DUYGU KARAHASANOĞLU


NE KADAR TOPRAK

İsrail  bir yıldan fazla Filistin topraklarında taş üstüne taş koymadı.


                                          NE KADAR TOPRAK 

 

                                  İsrail  bir yıldan fazla  Filistin topraklarında taş üstüne taş koymadı. Her gün yüzlerce Filistinli İsrail’in ateş toplarında can verdi. 

İsrail ne kana doyuyor ne de, cana!  Ateşli toplarını bu sefer Lübnan’a çevirdi. 23 Eylülden bu yana Lübnan’da hayatını kaybedenlerin sayısı iki bini geçti. 

Bir buçuk milyona yakın Lübnan’lı da, yer değiştimek zorunda kaldı. Ülkeden göç edenlerin sayısı üç yüz bini geçti. 
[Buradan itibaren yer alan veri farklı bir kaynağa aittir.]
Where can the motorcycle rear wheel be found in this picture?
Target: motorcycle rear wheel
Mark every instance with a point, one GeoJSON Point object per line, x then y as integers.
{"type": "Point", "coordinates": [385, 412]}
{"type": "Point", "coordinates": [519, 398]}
Netanyahu, Gazzede yaptığı katliamları Lübnan’a taşıdı. Netanyahu’nun hayali vadedilmiş topraklara sahip olmak.  

Savaş her zaman yıkımdır. Hiçbir  zaman insanlık adına iyi bir şey olmaz. 

Netanyahu, olaylara yaklaşırken, sadece kendi koltuğunu ve kendi doğrularını düşünüyor. Yaptığı yıkımları, kıyımları hiç hesaba katmıyor. Anadolu toprakları için de hayal kurmaya başladı. 

Nasıl bir canavar ki, gözü bir başka ülkenin topraklarında.

Her ne kadar İsrail, suçluysa ona destek veren ülkelerde onun kadar suçludur. Hala İsrail’e destek vereceğini açık dille söyleyen ABD, bir gün yaptıklarının bedelini ödeyecek. 

Bu dünyadan kimler  gelip geçmedi ki! 

Her birinin dünya serüvenindeki  bıraktığı izler tarih sayfalarında yer almştır.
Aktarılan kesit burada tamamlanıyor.